Oklahoma’s News 9 reported today, Nov 11, 2014, that, “A former Investigator into the Scientology based Narconon Arrowhead says she was fired in retaliation for going public. News 9 was the first to report the two investigators into the drug treatment facility were suing the state for wrongful termination.”
Investigators say the Scientology-based drug treatment center Narconon Arrowhead, violated numerous state laws and should be shut down, but claim the Oklahoma State Department of Mental Health and Substance Abuse hid the results of that investigation.
Former Inspector General Kim Poff and Michael DeLong, the two highest ranking investigators with the Oklahoma State Department of Mental Health and Substance Abuse, say “they were fired after they objected to the state keeping the findings of their investigation secret and they have now filed a wrongful termination suit.”
“In 2012, after three people died in nine months’ time at the Narconon Arrowhead drug treatment facility, the State Department of Mental Health and Substance Abuse launched an investigation. A full year later in August of 2013, family members were still waiting for answers and the agency told News 9 they were still investigating.”
Because the Department (ODMHSAS) did not want to get involved with litigation involving the Church of Scientology, the agency, including Commissioner Terry White, “attempted to hide the findings of Ms. Poff and Mr. DeLong. Narconon is a Scientology entity controlled, directed, and administered by the powerful, billion dollar cult empire. Governments, media, lawyers, and individuals who take on Scientology, know all too well, how financially and resource draining litigation can be.
The two investigators of Narconon Arrowhead say they were wrongfully terminated when they pushed for the results of their investigation be made public. Poff and DeLong then filed a wrongful termination suit.
“After that report aired, Kim Poff was fired again from her new job as an investigator with DHS. According to Rachel Bussett, Kimberly Poff’s attorney, the day after the story aired, Poff’s file was pulled at DHS and she was gone by the end of the week. This is retaliation and that’s illegal, said Bussett.”
“The state did the wrong thing, two times here.
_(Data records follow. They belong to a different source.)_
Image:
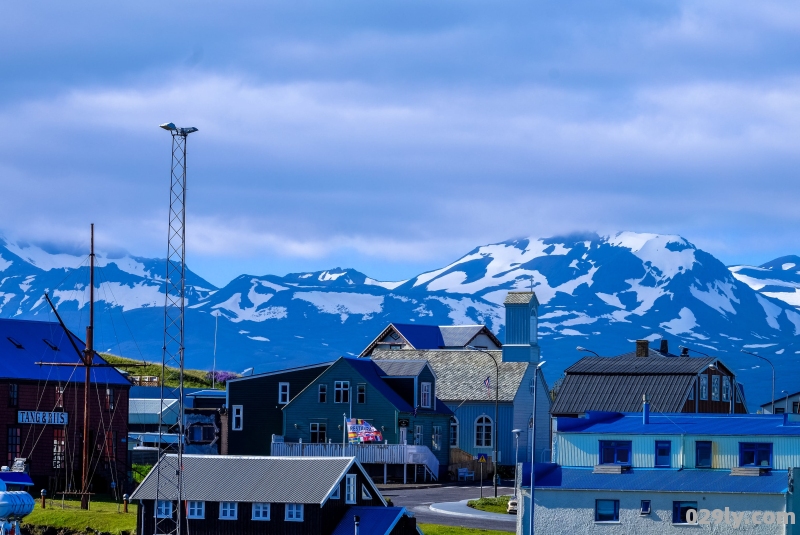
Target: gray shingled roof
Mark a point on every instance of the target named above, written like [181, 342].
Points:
[617, 383]
[459, 335]
[460, 373]
[401, 368]
[241, 478]
[518, 298]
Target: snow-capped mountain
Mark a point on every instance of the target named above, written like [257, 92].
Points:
[597, 292]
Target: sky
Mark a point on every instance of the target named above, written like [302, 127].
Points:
[393, 137]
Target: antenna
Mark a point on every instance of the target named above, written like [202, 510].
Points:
[170, 478]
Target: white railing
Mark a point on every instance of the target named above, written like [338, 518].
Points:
[365, 453]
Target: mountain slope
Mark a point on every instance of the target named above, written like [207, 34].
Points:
[601, 292]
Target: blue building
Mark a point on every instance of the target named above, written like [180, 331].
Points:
[658, 473]
[463, 364]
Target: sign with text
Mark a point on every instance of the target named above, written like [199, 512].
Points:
[42, 418]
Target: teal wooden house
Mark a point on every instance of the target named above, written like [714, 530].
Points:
[398, 398]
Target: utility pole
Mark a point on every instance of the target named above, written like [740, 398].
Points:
[174, 341]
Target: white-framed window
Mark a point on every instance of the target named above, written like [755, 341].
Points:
[294, 512]
[228, 510]
[237, 422]
[453, 431]
[350, 489]
[196, 510]
[283, 393]
[341, 391]
[436, 438]
[483, 432]
[164, 509]
[261, 511]
[425, 397]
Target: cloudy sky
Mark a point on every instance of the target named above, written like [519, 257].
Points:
[395, 136]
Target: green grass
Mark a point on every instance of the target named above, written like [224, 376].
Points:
[191, 378]
[435, 529]
[491, 505]
[102, 516]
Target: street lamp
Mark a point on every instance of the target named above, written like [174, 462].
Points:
[533, 440]
[772, 405]
[516, 457]
[496, 399]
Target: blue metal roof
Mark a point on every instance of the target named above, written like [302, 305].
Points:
[16, 478]
[372, 374]
[23, 343]
[421, 336]
[630, 423]
[374, 520]
[552, 476]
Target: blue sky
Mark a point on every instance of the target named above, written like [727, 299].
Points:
[393, 137]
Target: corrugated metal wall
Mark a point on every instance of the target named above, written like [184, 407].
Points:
[577, 449]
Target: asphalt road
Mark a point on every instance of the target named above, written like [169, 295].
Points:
[418, 500]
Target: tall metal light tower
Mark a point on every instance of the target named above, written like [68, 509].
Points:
[170, 478]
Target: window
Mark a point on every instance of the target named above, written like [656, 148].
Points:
[318, 433]
[755, 454]
[606, 510]
[294, 512]
[483, 432]
[14, 435]
[228, 510]
[59, 447]
[702, 454]
[615, 452]
[350, 489]
[436, 439]
[261, 511]
[238, 418]
[283, 393]
[341, 392]
[197, 510]
[164, 509]
[663, 453]
[425, 397]
[726, 388]
[13, 395]
[680, 510]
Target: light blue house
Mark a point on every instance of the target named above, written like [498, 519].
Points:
[659, 473]
[464, 362]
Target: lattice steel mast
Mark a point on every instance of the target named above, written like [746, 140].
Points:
[170, 478]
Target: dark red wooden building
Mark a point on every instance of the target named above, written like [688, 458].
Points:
[41, 409]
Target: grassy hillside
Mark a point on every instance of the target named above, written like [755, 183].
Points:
[191, 378]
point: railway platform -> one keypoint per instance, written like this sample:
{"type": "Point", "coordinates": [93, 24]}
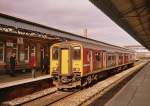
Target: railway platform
{"type": "Point", "coordinates": [5, 78]}
{"type": "Point", "coordinates": [136, 92]}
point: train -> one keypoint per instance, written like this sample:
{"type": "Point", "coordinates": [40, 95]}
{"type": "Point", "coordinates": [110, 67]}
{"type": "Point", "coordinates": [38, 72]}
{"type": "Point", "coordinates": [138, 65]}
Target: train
{"type": "Point", "coordinates": [74, 63]}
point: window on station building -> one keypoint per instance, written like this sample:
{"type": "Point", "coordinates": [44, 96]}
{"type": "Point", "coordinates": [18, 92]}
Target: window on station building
{"type": "Point", "coordinates": [76, 53]}
{"type": "Point", "coordinates": [26, 53]}
{"type": "Point", "coordinates": [1, 52]}
{"type": "Point", "coordinates": [55, 53]}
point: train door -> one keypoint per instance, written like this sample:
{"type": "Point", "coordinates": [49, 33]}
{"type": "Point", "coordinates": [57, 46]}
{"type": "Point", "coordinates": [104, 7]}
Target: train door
{"type": "Point", "coordinates": [64, 61]}
{"type": "Point", "coordinates": [91, 61]}
{"type": "Point", "coordinates": [42, 57]}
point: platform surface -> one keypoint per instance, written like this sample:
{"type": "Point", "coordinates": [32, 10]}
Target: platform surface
{"type": "Point", "coordinates": [22, 77]}
{"type": "Point", "coordinates": [136, 92]}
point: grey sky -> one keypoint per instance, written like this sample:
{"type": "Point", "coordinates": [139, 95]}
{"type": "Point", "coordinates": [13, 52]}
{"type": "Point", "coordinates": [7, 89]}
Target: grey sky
{"type": "Point", "coordinates": [69, 15]}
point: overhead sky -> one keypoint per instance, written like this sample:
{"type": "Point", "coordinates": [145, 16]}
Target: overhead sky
{"type": "Point", "coordinates": [69, 15]}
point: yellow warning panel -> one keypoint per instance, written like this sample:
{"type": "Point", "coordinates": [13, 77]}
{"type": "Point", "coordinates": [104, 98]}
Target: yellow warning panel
{"type": "Point", "coordinates": [64, 61]}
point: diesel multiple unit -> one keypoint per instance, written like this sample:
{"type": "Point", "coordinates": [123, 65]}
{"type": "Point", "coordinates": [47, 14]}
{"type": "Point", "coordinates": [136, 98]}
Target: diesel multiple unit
{"type": "Point", "coordinates": [75, 63]}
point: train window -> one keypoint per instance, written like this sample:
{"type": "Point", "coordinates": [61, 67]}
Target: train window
{"type": "Point", "coordinates": [76, 53]}
{"type": "Point", "coordinates": [109, 57]}
{"type": "Point", "coordinates": [55, 53]}
{"type": "Point", "coordinates": [1, 52]}
{"type": "Point", "coordinates": [26, 53]}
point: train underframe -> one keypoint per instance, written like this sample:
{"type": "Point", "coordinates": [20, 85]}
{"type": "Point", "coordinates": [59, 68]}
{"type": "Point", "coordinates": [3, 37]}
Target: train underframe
{"type": "Point", "coordinates": [73, 81]}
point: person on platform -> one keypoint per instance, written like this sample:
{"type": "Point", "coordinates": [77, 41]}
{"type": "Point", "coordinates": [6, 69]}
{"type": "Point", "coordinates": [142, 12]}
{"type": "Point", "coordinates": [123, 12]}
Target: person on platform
{"type": "Point", "coordinates": [45, 64]}
{"type": "Point", "coordinates": [12, 65]}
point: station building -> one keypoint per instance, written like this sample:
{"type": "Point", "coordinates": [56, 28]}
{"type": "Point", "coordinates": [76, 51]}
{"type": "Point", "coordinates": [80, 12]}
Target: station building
{"type": "Point", "coordinates": [23, 48]}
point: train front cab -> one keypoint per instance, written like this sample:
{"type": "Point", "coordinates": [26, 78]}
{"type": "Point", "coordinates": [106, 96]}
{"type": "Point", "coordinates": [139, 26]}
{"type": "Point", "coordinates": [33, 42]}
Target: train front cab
{"type": "Point", "coordinates": [66, 62]}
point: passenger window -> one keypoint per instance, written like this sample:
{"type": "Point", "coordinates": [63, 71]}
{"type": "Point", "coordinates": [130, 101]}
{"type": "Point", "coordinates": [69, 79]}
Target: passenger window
{"type": "Point", "coordinates": [55, 53]}
{"type": "Point", "coordinates": [76, 53]}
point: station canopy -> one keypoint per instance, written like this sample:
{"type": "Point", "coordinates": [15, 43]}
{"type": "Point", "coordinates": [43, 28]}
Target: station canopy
{"type": "Point", "coordinates": [131, 15]}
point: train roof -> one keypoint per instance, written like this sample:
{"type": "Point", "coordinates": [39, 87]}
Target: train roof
{"type": "Point", "coordinates": [33, 26]}
{"type": "Point", "coordinates": [101, 46]}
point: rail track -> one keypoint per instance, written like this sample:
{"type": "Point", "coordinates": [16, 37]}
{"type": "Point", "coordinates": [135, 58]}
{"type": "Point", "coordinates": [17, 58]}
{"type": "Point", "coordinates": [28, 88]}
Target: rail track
{"type": "Point", "coordinates": [76, 97]}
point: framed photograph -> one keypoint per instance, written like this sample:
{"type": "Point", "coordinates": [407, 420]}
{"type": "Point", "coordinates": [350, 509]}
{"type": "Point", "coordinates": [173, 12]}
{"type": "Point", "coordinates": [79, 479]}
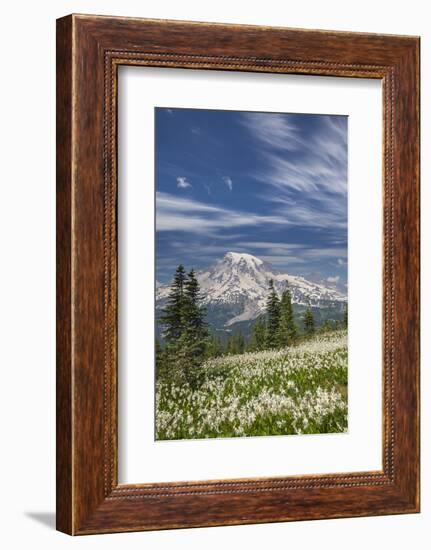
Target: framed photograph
{"type": "Point", "coordinates": [237, 274]}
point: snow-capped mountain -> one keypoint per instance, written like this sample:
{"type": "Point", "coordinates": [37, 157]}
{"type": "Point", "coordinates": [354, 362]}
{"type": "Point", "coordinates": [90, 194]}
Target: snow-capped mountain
{"type": "Point", "coordinates": [236, 287]}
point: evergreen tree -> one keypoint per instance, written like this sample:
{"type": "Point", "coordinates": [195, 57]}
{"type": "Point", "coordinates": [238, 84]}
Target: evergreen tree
{"type": "Point", "coordinates": [193, 340]}
{"type": "Point", "coordinates": [258, 337]}
{"type": "Point", "coordinates": [172, 318]}
{"type": "Point", "coordinates": [235, 344]}
{"type": "Point", "coordinates": [273, 316]}
{"type": "Point", "coordinates": [309, 326]}
{"type": "Point", "coordinates": [161, 363]}
{"type": "Point", "coordinates": [184, 329]}
{"type": "Point", "coordinates": [214, 347]}
{"type": "Point", "coordinates": [345, 317]}
{"type": "Point", "coordinates": [287, 331]}
{"type": "Point", "coordinates": [326, 326]}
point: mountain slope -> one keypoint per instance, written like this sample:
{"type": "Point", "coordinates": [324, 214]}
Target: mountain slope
{"type": "Point", "coordinates": [235, 289]}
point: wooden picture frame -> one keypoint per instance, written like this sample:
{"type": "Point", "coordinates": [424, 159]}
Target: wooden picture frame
{"type": "Point", "coordinates": [89, 51]}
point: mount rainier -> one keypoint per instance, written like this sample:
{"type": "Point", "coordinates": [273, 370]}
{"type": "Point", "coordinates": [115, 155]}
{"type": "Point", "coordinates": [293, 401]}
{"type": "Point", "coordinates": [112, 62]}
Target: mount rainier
{"type": "Point", "coordinates": [235, 289]}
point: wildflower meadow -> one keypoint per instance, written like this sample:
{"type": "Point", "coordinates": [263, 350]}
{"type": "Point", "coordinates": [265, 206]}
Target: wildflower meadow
{"type": "Point", "coordinates": [300, 389]}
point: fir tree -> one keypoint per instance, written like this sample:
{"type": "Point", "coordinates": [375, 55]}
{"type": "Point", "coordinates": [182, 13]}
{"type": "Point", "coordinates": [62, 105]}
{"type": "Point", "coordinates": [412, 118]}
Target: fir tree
{"type": "Point", "coordinates": [326, 326]}
{"type": "Point", "coordinates": [309, 326]}
{"type": "Point", "coordinates": [172, 318]}
{"type": "Point", "coordinates": [160, 356]}
{"type": "Point", "coordinates": [214, 347]}
{"type": "Point", "coordinates": [192, 343]}
{"type": "Point", "coordinates": [287, 331]}
{"type": "Point", "coordinates": [273, 316]}
{"type": "Point", "coordinates": [345, 317]}
{"type": "Point", "coordinates": [258, 337]}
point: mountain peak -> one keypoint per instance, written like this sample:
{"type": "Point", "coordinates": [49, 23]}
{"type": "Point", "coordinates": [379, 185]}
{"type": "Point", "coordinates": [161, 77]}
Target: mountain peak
{"type": "Point", "coordinates": [237, 257]}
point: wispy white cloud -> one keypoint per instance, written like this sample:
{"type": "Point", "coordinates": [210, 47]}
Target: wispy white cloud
{"type": "Point", "coordinates": [309, 175]}
{"type": "Point", "coordinates": [182, 182]}
{"type": "Point", "coordinates": [185, 214]}
{"type": "Point", "coordinates": [228, 181]}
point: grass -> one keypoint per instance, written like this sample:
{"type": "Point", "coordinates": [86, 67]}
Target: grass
{"type": "Point", "coordinates": [297, 390]}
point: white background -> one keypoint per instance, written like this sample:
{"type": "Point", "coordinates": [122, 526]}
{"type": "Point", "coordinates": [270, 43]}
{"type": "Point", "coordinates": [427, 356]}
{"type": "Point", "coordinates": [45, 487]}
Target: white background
{"type": "Point", "coordinates": [27, 406]}
{"type": "Point", "coordinates": [141, 458]}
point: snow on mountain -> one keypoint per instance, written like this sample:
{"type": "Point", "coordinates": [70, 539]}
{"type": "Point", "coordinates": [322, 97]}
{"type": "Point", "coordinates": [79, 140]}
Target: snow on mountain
{"type": "Point", "coordinates": [238, 283]}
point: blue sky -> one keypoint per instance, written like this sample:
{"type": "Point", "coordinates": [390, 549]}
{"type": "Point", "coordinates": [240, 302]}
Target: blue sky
{"type": "Point", "coordinates": [269, 184]}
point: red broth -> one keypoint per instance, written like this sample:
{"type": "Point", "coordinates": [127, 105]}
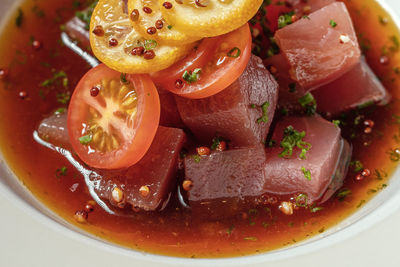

You have an obligation as a state to protect people, and yea money’s a problem for everybody but lives are important and they should have figured it out and they shouldn’t have fired the people who were trying to figure it out for them,” said attorney, Rachel Bussett.
Parents and families still grieving the loss of their loved ones who died inside Narconon Arrowhead still wait in frustration and desperation for answers.
Robert Murphy, whose daughter Stacey died at the facility says Poff was the only one doing any investigating, and is frustrated with a lack of results from the State. “In my opinion, Kim Poff was another victim of the abuses of Narconon Arrowhead and the Oklahoma Department of Mental Health and Substance Abuse Service not protecting the public,” said Murphy.
Scientology’s drug rehab network, Narconon, is facing dozens of lawsuits in the United States for wrongful deaths, fraud, misrepresentation, civil conspiracy, and in general, ripping off people in their most desperate time of needing professional, medical help.
Most Narconon centers have no full time physicians or nurses onsite, and many of the other staff members are recent graduates of the Narconon program with little or no medical or drug rehab training – only Scientology based courses to qualify as staff.
A damning Report about Oklahoma’s Narconon here:
When the State of Oklahoma examined Narconon’s therapeutic methods in 1991, its reporting team noted the risks caused by Narconon’s bad science:
The Narconon program presents a potential risk to the patients of the Narconon program that delayed withdrawal phenomena such as seizures, delirium or hallucination that are occasionally seen several days after cessation of drugs such as benzodiazepines, may be misinterpreted by Narconon’s non-medical staff as the effect of mobilizing the drug from fat during the sauna sweat-out procedure period. There is also a potential risk that the reported re-experience of the abused drugs’ effect during the sauna sweat-out program may be the result of misinterpreted symptoms of hyperthermia or electrolyte imbalance.
There is credible evidence by way of witness testimony and review of Narconon charts which reflect that there were patients who had psychiatric problems who were taken off of their previously prescribed psychiatric medication who did not do well and subsequently developed psychiatric problems. This evidence indicates a lack of safety and effectiveness in connection with the program.
Following a thorough investigation by the Board of Mental Health, State of Oklahoma, a report was issued on December 13, 1991, stating, “The Board determines that the Narconon Program is not effective in the treatment of chemical dependency, and the Board concludes that the program offered by Narconon-Chilocco [now Narconon Arrowhead] is not medically safe.”
“Certification is denied.” Many ask, “Why are they still open”?